"Inception" and Christian Mission, Part I: Postmodernism and Other Realities


Companions,


This past weekend I got to see Christopher Nolan's new film, Inception. I've been a Nolan fan for several years, not only because of his fascinating way of story-telling, but particularly because of his incorporation of both "big questions" and neuroscience into his films.


One of the very big questions in Inception is the nature of reality. 


No spoilers here!


But  there is a line that Mal, wife of the main character (Cobb) says to her husband at one point that I think bears some discussion here.


I don't have the quote exactly. But the gist of it is something like this:
"You know there is more than one reality." 

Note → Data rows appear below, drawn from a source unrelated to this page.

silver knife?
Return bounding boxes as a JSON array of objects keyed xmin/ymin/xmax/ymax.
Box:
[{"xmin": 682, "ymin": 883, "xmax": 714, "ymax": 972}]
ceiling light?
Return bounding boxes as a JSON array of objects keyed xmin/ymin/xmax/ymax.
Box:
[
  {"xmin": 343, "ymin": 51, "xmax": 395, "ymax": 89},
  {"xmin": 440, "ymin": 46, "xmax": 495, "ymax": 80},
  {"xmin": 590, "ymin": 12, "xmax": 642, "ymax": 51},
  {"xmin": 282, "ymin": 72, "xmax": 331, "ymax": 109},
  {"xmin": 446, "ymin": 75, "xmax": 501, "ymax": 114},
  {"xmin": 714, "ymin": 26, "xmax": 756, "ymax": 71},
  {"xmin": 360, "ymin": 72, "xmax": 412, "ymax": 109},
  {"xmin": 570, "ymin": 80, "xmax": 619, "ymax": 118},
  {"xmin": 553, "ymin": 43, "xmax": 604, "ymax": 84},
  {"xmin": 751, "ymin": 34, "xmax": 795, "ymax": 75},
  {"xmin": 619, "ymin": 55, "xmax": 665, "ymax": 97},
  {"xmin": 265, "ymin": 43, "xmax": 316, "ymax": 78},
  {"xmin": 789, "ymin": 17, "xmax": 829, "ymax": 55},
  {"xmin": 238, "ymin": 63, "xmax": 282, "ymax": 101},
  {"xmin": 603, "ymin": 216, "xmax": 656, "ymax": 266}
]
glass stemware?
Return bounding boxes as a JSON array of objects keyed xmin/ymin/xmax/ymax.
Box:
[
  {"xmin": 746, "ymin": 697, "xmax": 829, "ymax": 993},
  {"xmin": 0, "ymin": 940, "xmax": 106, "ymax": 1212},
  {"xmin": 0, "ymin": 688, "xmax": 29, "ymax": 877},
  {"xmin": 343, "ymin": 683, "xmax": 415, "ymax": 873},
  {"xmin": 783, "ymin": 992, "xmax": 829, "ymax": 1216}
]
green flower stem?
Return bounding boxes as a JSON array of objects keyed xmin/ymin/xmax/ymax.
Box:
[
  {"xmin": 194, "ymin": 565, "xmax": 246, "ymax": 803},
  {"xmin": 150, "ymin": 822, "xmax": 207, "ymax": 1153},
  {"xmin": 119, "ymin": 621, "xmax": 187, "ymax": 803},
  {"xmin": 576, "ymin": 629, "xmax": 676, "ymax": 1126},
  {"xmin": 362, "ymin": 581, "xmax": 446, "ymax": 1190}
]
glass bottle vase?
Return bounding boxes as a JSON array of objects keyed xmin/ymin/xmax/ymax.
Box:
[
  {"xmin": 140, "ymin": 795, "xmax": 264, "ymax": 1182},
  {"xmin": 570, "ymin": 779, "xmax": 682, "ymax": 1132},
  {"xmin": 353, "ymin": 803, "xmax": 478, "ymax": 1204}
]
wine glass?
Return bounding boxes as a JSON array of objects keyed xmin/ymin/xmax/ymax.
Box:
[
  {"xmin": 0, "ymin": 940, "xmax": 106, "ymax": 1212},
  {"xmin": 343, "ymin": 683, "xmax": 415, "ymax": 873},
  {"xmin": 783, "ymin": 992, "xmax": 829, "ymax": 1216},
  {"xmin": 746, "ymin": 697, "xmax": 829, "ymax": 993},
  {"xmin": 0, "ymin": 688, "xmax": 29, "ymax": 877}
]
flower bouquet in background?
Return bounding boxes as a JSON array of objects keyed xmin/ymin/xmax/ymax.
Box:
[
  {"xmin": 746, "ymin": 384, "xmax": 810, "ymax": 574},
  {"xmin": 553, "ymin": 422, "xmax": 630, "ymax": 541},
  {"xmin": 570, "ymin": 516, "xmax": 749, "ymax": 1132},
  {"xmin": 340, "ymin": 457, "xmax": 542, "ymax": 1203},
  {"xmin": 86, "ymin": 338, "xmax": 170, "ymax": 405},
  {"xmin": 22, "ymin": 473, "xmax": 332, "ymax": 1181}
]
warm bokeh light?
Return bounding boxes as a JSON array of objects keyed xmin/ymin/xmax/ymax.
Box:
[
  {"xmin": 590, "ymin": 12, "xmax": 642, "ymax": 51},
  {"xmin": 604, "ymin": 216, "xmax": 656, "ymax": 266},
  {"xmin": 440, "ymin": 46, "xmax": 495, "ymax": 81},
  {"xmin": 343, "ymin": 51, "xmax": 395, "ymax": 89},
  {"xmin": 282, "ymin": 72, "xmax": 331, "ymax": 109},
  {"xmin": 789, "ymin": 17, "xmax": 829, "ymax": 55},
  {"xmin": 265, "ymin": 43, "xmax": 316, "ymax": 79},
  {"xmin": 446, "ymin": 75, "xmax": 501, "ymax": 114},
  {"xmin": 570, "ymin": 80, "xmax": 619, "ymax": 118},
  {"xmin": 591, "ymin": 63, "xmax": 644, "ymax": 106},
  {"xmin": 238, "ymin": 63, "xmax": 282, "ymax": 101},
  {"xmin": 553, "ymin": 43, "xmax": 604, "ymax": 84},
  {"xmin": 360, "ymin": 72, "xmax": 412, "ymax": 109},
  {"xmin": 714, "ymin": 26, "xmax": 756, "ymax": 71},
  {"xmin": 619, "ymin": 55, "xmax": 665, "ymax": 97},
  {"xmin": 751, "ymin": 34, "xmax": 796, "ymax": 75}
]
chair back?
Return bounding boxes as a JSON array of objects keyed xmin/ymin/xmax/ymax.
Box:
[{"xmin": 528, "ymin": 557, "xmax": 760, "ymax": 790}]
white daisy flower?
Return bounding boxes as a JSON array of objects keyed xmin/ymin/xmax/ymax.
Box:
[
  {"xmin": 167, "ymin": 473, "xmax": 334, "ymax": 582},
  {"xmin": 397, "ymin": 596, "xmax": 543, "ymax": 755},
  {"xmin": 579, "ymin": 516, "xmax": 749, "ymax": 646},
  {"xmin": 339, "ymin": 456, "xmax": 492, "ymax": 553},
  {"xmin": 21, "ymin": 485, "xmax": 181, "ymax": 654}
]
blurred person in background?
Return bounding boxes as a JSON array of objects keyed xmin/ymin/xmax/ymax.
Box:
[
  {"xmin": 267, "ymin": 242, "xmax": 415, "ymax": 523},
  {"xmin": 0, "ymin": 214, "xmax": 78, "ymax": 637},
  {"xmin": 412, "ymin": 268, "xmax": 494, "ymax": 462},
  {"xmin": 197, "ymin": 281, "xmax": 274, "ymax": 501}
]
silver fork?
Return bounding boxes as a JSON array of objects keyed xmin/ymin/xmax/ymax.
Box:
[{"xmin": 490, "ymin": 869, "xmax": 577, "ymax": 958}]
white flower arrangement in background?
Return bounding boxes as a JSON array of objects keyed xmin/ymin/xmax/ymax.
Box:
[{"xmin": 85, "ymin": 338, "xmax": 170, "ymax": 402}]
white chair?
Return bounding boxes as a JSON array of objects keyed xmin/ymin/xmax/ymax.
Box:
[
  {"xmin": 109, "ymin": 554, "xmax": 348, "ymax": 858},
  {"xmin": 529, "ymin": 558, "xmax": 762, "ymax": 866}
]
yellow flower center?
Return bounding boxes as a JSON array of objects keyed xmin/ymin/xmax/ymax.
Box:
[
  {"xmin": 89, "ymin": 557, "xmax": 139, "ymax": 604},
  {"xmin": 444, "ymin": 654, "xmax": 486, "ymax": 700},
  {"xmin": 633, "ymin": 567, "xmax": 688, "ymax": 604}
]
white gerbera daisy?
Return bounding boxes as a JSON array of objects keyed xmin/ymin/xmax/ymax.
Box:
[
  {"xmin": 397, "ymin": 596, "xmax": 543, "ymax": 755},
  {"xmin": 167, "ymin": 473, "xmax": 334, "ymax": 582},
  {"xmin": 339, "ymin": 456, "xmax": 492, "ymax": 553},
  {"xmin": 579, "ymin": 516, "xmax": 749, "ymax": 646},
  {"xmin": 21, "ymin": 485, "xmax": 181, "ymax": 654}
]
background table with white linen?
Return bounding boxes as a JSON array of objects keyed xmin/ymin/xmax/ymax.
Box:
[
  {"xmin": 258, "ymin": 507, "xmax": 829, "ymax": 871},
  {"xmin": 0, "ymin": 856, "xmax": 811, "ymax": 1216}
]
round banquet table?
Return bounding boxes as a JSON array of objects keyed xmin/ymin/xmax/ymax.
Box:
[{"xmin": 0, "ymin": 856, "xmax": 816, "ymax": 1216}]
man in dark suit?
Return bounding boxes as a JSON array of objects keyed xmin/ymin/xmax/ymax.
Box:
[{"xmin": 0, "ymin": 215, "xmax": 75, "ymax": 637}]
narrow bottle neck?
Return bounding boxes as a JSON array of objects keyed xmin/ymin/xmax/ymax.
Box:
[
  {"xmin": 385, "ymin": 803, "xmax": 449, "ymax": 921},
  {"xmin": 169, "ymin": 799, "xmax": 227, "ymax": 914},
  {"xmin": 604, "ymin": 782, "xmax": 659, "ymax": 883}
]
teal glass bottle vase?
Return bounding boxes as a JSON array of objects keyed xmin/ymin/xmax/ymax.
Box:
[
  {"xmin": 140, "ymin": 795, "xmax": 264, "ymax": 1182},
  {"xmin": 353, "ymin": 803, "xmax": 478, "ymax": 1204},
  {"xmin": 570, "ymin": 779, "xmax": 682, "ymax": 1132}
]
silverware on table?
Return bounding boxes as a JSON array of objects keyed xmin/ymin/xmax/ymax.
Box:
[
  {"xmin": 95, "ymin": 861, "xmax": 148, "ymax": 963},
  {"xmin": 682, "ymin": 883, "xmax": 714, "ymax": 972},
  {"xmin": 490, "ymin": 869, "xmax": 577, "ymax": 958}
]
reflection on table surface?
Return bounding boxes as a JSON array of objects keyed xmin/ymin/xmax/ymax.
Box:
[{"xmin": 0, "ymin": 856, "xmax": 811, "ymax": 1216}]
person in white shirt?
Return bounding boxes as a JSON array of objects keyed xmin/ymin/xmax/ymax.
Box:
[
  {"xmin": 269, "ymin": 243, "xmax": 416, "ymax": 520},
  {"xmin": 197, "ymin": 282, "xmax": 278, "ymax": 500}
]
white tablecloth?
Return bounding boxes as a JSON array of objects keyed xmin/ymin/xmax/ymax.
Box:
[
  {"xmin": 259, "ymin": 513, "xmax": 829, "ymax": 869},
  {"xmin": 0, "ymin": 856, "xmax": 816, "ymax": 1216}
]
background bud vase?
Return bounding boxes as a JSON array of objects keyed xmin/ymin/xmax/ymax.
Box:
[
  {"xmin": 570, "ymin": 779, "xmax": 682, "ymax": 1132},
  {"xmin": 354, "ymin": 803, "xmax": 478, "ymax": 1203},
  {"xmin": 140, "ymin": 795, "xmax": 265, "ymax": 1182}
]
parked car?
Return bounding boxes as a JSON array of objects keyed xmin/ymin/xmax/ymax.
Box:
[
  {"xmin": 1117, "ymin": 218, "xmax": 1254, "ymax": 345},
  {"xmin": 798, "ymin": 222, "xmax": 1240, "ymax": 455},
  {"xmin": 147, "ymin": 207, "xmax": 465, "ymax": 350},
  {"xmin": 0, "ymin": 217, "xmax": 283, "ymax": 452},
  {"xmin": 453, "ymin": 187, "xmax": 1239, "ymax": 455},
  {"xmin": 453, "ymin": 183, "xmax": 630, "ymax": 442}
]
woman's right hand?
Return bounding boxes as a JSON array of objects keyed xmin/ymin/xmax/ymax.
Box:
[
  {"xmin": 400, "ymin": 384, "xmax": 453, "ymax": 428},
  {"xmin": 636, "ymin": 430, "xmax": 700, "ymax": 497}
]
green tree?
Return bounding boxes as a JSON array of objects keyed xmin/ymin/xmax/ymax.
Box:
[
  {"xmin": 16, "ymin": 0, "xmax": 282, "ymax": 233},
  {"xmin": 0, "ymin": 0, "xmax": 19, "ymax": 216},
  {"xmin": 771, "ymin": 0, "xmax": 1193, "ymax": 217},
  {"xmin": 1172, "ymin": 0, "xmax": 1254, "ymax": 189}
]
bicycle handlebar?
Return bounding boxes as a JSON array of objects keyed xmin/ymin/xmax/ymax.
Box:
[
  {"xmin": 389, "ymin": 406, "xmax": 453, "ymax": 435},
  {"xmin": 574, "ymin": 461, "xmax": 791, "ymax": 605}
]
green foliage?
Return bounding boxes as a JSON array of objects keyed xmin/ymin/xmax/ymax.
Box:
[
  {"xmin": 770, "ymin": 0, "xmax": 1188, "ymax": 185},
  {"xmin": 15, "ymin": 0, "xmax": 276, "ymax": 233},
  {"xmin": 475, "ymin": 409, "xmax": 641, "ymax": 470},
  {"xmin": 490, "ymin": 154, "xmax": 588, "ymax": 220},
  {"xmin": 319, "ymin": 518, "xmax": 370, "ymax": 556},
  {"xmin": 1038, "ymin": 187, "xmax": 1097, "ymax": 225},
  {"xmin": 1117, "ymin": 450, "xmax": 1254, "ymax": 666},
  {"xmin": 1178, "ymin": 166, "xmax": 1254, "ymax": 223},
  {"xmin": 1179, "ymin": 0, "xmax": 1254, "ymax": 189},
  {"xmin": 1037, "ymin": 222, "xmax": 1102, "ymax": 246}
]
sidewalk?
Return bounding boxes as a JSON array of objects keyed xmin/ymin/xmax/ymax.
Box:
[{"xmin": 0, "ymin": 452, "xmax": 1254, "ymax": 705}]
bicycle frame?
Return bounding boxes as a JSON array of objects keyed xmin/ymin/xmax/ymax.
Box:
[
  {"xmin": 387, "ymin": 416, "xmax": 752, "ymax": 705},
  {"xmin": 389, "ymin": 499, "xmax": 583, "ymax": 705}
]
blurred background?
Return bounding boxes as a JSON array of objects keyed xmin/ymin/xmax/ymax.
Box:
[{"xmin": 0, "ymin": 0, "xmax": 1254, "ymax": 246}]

Throughout the film, that point is made eminently clear. The deal is that not all "realities" are equally stable, but as long as they seem plausible, those who are in them are convinced the experience they are having is completely real.  


Call it postmodernism, pluralism, or the product of far more constant exposure to all of the varying views, perspectives and realities of the global community-- including the idea that there is a global community-- and you see that Mal's statement can also be understood as a frame for the context in which we are sent with God's mission announced by and in Jesus.


A frame-- not the only one. 


But a frame that is becoming increasingly relevant on several levels of reality in this world.


Though not all.


And it's a frame that causes significant degradation of any frames claiming there is only one reality on such levels. 


Or at least, in such multi-realitied levels, one might expect to find the collapse and ruins of "dreams" that there is just one reality.


But again, that multi-reality obtains on some levels does not mean it obtains on all. There are some where it does not-- or does not do so sufficiently yet to be noticed or even noticeable. 


So we find ourselves in a challenging situation-- living not simply in "the world" but in multiple worlds-- some of them acknowledging only one reality, and others aware of multiple realities-- and still called to be not "of the world" or "of the worlds." 


It's not a new situation for Christians. The apocalyticism in our earliest roots had already embraced a multi-worlds and multi-reality paradigm. A challenge is that that very apocalypticism has also been deeply buried, rejected, even forbidden-- and in some ways forbidden most of all in the modern world. 


We have resources-- biblically and historically-- for such a time as this. But since most of us (if not all of us) have grown up in modernism, a modernism that at once declares there is only one reality and enacts that belief in such a thoroughgoing way that it easily enacts a relativistic nihilism, we may not know how to access or use them-- and may have considerable reticence about doing so now.


How do you seek to live and engage God's mission in the multi-realities or singular reality where you find yourself?